LiCamPose: Combining Multi-View LiDAR and RGB Cameras for Robust Single-frame 3D Human Pose Estimation

TL;DR

LiCamPose addresses robust single-frame 3D human pose estimation from multi-view LiDAR and RGB inputs by fusing sparse point clouds with RGB heatmaps in a unified volumetric space. It combines a top-down detection (PointPillars) with a voxel-based fusion network and Soft-argmax for 3D joint estimation, trained via synthetic data from SyncHuman and an unsupervised domain adaptation framework that uses entropy-based pseudo labels and a human-prior loss. The approach achieves competitive MPJPE and PA-MPJPE on Panoptic Studio and BasketBallSync, and demonstrates strong generalization to a real basketball scenario, validating cross-domain transfer in diverse scenes.

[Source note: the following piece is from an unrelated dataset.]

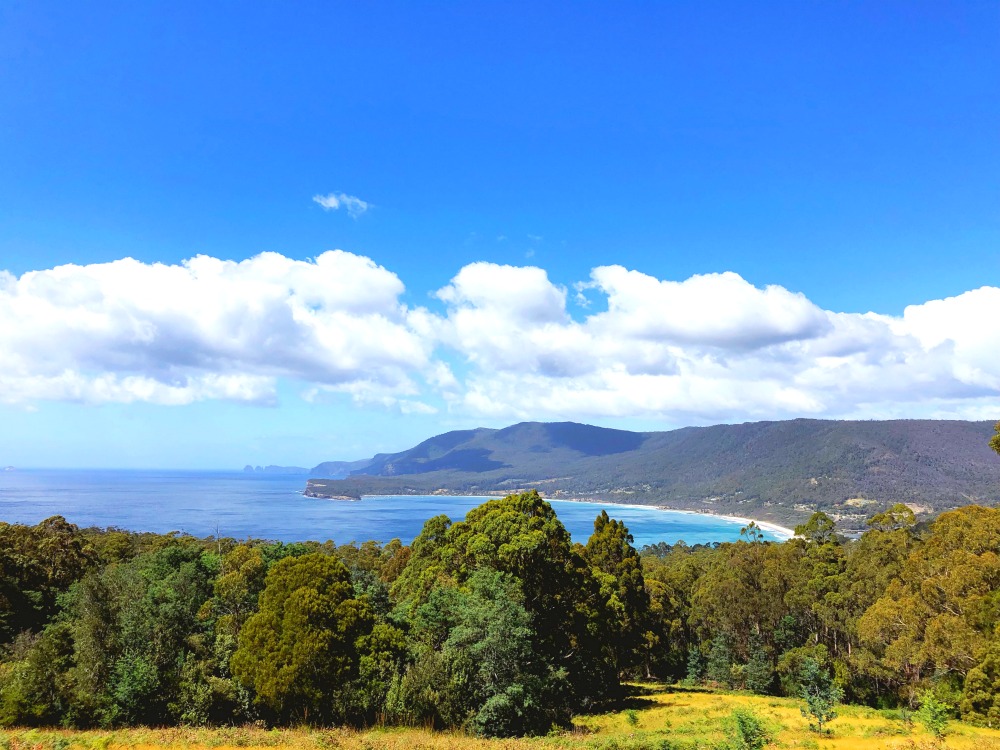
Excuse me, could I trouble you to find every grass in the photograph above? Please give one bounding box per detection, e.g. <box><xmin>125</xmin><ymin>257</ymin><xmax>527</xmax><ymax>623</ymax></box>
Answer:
<box><xmin>0</xmin><ymin>684</ymin><xmax>1000</xmax><ymax>750</ymax></box>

By providing SyncHuman and an unsupervised training framework, LiCamPose reduces the need for manual 3D pose labels while offering practical multi-modal, multi-view 3D pose estimation capabilities.

Abstract

Several methods have been proposed to estimate 3D human pose from multi-view images, achieving satisfactory performance on public datasets collected under relatively simple conditions. However, there are limited approaches studying extracting 3D human skeletons from multimodal inputs, such as RGB and point cloud data. To address this gap, we introduce LiCamPose, a pipeline that integrates multi-view RGB and sparse point cloud information to estimate robust 3D human poses via single frame. We demonstrate the effectiveness of the volumetric architecture in combining these modalities. Furthermore, to circumvent the need for manually labeled 3D human pose annotations, we develop a synthetic dataset generator for pretraining and design an unsupervised domain adaptation strategy to train a 3D human pose estimator without manual annotations. To validate the generalization capability of our method, LiCamPose is evaluated on four datasets, including two public datasets, one synthetic dataset, and one challenging self-collected dataset named BasketBall, covering diverse scenarios. The results demonstrate that LiCamPose exhibits great generalization performance and significant application potential. The code, generator, and datasets will be made available upon acceptance of this paper.

Figures (10)

• Figure 1: The LiCamPose pipeline for extracting 3D poses, as exemplified by the BasketBall dataset, involves pretraining on synthetic data from SyncHuman, followed by detecting and tracking individuals, and finally using unsupervised domain adaptation to estimate poses.
• Figure 2: The detailed structure of LiCamPose in 3D human pose estimation and its corresponding losses calculations.
• Figure 3: Three examples of 3D human pose estimation on MVOR. Blue lines represent predictions, green lines represent ground truth. The first three columns show 2D projections from different views, and the fourth column shows the 3D pose results.
• Figure 4: Qualitative illustration on the BasketBall dataset from different input modalities. The first row shows 2D pose estimations (missing where not estimable) and point clouds. The second row displays results from using only RGB input, with 2D poses projected from the estimated 3D poses. The third row presents results from using both RGB and point cloud inputs.
• Figure 5: Qualitative visualization on BasketBall about different unsupervised training losses. "Baseline" uses only pseudo 2D pose supervision. "Entropy" indicates the addition of entropy-selected pseudo 3D pose supervision. "Prior" denotes the incorporation of human prior loss.